Krachtens de artikelen 6 en 7 van de Opiumwet kan de Minister van Volksgezondheid, Welzijn en Sport op aanvraag een verlof verlenen voor het verrichten van een of meer handelingen met Opiumwetmiddelen. Deze verloven kunnen slechts ten behoeve van bepaalde doeleinden en aan bepaalde personen of instellingen worden verleend. Met het oog op het beslissen op aanvragen voor een Opiumwetverlof zijn deze beleidsregels opgesteld. Zij bevatten een uitwerking van de in de wet genoemde criteria die gehanteerd worden bij de beslissing op een aanvraag om een verlof. Tevens geven zij aan welke beperkingen en voorschriften aan een verlof (kunnen) worden verbonden.

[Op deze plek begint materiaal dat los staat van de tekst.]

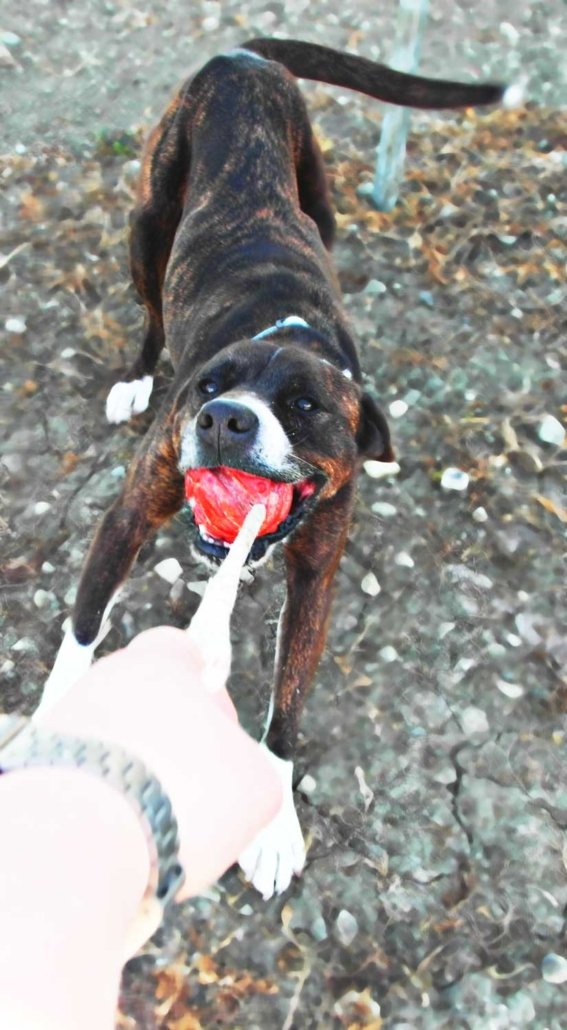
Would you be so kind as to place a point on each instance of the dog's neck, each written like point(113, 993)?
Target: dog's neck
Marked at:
point(310, 335)
point(290, 322)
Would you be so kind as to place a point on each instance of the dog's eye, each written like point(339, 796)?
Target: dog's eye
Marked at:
point(304, 404)
point(208, 387)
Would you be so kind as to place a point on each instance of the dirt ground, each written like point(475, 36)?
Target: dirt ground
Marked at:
point(432, 763)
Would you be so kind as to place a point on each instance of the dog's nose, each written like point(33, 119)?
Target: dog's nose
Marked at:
point(226, 422)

Voor het aanvragen van een Opiumwetverlof dient een volledig ingevuld aanvraagformulier te worden ingezonden. Een aanvraagformulier kan verkregen worden bij het Ministerie van VWS, Bureau Vergunningen en Verloven, kamer B-571, Postbus 5406, 2280 HK Rijswijk.

Doeleinden waarvoor een Opiumwetverlof kan worden verleend

De Opiumwet geeft een viertal doeleinden aan waarvoor een verlof kan worden verleend: voor wetenschappelijke doeleinden, voor instructieve doeleinden, voor zover de volksgezondheid zulks vordert en voor zover de diergezondheid zulks vordert.

Intrekking Opiumwetverlof

Een verlof kan worden ingetrokken indien het belang van de volksgezondheid dit vordert of indien de verlofhouder handelt in strijd met de Opiumwet of met de aan het verlof verbonden voorschriften.

De criteria die gehanteerd worden bij de beslissing op een aanvraag voor een verlof

Bij een aanvraag voor een Opiumwetverlof voor wetenschappelijke of instructieve doeleinden dient de noodzaak van het verlof te worden aangetoond. Indien er alternatieve mogelijkheden zijn, d.w.z. dat het doel redelijkerwijs kan worden bereikt zonder gebruik te maken van Opiumwetmiddelen, is de noodzaak in beginsel niet aangetoond.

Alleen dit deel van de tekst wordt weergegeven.